Brooklyn-native actress Ina Balin (née Rosenberg) was born on November 12, 1937, into a Jewish family of entertainers. Her father, Sam Rosenberg, was a dancer/singer/comedian who worked the Borscht Belt. He later quit show business to join his family's furrier business. Her mother was a Hungarian-born professional dancer who escaped a troubled family life by marrying at age 15. Sam was her third husband at age 21. They divorced when Ina and her brother, Richard Balin, were still quite young and the children were placed in boarding schools (she at the Montessori Children's Village in Bucks County, Pennsylvania) until their mother married a fourth time to shoe magnate Harold Balin. He later adopted the two children.
Ina always wanted to be an actress and her mother encouraged her to take ballet lessons while young. Her first big break occurred in New York at age 15 when she appeared on Perry Como's 1950s TV show. She went on to attend New York University majoring in theater and also studied with Actors Studio exponents Lonny Chapman and Curt Conway while gathering additional experience on the summer stock stage.
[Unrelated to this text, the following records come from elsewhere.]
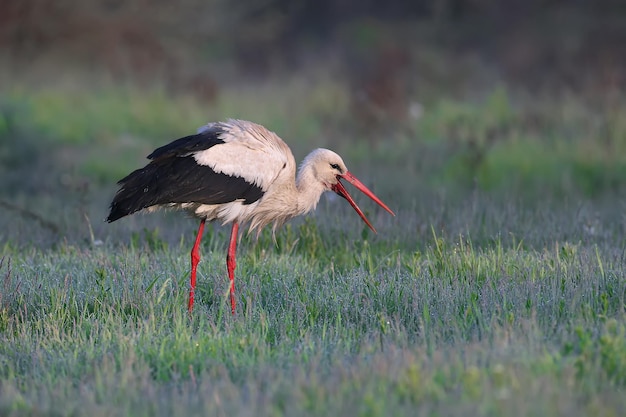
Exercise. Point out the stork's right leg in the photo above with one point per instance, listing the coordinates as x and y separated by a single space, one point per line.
231 263
195 258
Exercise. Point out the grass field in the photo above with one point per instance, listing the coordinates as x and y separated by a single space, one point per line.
498 290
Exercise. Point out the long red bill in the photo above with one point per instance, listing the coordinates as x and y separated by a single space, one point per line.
341 190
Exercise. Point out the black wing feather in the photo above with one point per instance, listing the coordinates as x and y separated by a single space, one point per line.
171 178
189 144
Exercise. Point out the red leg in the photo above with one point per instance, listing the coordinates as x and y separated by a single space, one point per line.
231 263
195 258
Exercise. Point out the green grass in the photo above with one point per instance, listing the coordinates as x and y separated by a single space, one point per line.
327 324
497 290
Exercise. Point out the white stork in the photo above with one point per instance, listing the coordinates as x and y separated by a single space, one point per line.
236 172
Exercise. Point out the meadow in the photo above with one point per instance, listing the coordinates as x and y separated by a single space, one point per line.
498 289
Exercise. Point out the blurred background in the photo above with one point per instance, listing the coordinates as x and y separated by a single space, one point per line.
427 100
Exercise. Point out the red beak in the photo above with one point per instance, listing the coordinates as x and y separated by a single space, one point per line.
341 190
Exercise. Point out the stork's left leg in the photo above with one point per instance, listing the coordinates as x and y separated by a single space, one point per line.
231 263
195 258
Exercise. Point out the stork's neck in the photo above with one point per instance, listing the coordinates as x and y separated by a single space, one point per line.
309 188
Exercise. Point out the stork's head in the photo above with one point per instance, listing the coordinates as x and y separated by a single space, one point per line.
329 169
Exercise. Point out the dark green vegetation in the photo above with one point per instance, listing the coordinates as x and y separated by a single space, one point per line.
498 290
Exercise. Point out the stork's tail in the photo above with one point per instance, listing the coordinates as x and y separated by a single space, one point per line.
134 194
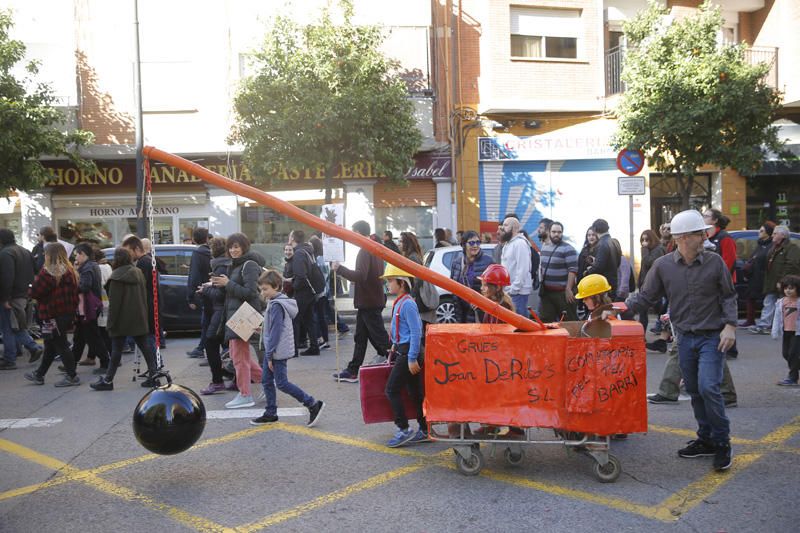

She made an auspicious Broadway debut in a female lead with "Compulsion" in 1957. Two years later, the dark-haired, olive-skinned beauty won a Theatre World Award for her outstanding performance in the Broadway comedy, "A Majority of One", starring Gertrude Berg. Producer Carlo Ponti saw her Broadway performance in "Compulsion" and requested her for a prime role in his film The Black Orchid (1958). Starring Ponti's wife, Sophia Loren, and Anthony Quinn, Ina received impressive notices as Quinn's sensitive, grownup daughter. Considered one of 20th Century Fox's most promising new talents, she received a special "International Star of Tomorrow" Golden Globe for this early work. A major career disappointment occurred when the film version of Compulsion (1959) was made and Ina's ethnic role of "Ruth Goldenberg" was transformed into a non-ethnic part (Ruth Evans) that wound up starring Diane Varsi. Ina was given an unbilled part in the movie. The sting of that studio transgression was somewhat softened when she was nominated for a Golden Globe Award for "Best Supporting Actress" for her intensive performance in the Paul Newman/Joanne Woodward soaper, From the Terrace (1960), as Newman's love interest. Due to her strong exotic features, she found herself confined by the studio in her casting and she eventually felt compelled to leave.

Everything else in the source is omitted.